Médias

COUVERTURE ELECTORALE : Internews renforce les capacités des journalistes

Dans la perspective des élections référendaires, législatives et des municipales, l’ONG Internews a pris l’initiative de former des journalistes pour une meilleure couverture de ces joutes. Pendant trois jours, seize journalistes ont pris part à cet atelier de formation.

Du  4 au 6 février, le siège du NDI a vu défilé plusieurs acteurs et spécialistes du monde des médias.

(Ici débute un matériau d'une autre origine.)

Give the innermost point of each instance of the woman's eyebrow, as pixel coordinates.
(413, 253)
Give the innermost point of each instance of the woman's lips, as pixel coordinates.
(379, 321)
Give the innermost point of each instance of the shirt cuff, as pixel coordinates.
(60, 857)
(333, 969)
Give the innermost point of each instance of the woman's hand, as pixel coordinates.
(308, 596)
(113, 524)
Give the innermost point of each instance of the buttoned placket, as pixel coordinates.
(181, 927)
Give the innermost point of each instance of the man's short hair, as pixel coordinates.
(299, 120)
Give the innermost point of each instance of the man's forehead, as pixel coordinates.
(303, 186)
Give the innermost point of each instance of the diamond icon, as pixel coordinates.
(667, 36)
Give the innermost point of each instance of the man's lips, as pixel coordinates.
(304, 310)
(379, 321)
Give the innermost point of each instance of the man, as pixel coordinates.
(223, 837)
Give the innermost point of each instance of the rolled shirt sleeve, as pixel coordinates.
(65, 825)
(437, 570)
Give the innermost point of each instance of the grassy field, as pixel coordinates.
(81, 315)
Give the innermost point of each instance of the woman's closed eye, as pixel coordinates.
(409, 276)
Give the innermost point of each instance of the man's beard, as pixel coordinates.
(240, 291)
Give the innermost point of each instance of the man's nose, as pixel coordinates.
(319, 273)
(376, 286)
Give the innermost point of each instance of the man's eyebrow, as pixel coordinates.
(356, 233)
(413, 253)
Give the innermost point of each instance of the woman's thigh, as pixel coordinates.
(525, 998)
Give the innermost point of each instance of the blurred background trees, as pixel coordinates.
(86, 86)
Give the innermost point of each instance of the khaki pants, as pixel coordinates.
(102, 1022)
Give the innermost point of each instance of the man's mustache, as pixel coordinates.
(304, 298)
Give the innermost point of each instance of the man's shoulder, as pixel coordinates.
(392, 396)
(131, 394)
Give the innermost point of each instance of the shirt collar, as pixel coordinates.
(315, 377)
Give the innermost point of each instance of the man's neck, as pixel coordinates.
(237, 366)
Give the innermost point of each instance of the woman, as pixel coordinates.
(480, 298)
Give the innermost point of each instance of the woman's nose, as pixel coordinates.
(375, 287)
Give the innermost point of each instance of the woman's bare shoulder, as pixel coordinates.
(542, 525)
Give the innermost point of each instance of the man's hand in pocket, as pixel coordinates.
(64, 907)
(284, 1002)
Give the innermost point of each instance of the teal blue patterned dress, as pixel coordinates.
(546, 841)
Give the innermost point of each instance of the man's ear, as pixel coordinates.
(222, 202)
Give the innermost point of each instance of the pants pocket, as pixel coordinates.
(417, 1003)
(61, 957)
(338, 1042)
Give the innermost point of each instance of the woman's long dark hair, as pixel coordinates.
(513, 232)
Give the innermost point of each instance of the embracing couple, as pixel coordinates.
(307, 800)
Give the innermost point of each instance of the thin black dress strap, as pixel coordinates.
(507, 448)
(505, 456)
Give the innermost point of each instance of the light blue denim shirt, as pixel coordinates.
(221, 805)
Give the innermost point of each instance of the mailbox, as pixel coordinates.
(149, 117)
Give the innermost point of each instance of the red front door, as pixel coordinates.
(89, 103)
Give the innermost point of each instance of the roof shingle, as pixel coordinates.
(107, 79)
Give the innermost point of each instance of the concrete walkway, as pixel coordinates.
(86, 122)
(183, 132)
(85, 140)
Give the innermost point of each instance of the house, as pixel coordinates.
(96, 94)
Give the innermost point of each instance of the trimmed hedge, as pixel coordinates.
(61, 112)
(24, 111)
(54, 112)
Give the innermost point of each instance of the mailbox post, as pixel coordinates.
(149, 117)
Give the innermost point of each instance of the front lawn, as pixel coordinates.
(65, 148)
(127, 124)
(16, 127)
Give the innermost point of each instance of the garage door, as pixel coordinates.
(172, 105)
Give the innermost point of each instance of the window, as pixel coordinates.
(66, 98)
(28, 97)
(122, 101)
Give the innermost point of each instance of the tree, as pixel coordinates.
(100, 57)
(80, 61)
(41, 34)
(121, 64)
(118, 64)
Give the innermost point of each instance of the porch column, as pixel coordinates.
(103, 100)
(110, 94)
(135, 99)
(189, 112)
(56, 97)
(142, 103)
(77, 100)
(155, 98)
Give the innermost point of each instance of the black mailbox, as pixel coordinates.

La cérémonie d’ouverture était conduite par Claude Cirille, du directeur d’Internews, les formateurs étaient constitués de Mahamadou Tallata, journaliste et délégué de la Maison de la presse, Maïmouna Coulibaly, journaliste formatrice,  Salia Kariba Traoré, observateur à la COCEM, et Abdoulaye Asey, spécialiste genre.

Selon Mahamadou Tallata, les médias sont essentiels à la démocratie et il est impossible de tenir des élections démocratiques sans les médias. C’est pourquoi, dit-il, le but de la formation était de former des journalistes capables de couvrir professionnellement des élections. Tallata affirme qu’il a été constaté que lors des élections, les journalistes sont les plus écoutés ; ils sont l’œil, l’oreille, la bouche et le miroir du peuple. Cependant, pour éviter toute situation dramatique, ces miroirs du peuple doivent jouer leur rôle parfaitement. Le plus souvent lors des élections, certains journalistes ont tendance à envenimer les choses en faisant du parti-pris ou pire, en ne donnant pas des informations crédibles et cela est un danger.

Lors de la formation, Mahamadou Tallata a indiqué que le rôle du journaliste est important dans le processus électoral. Il souligne qu’ils ont un rôle d’éducation civique. Ils doivent relayer la voix des citoyens, veiller au bon déroulement du scrutin, favoriser la cohésion sociale et la réconciliation, contribuer à la responsabilisation des acteurs politiques. Tout cela serait difficile pour le journaliste quand il n’a pas  connaissance des lois électorales et surtout la charte des partis politiques.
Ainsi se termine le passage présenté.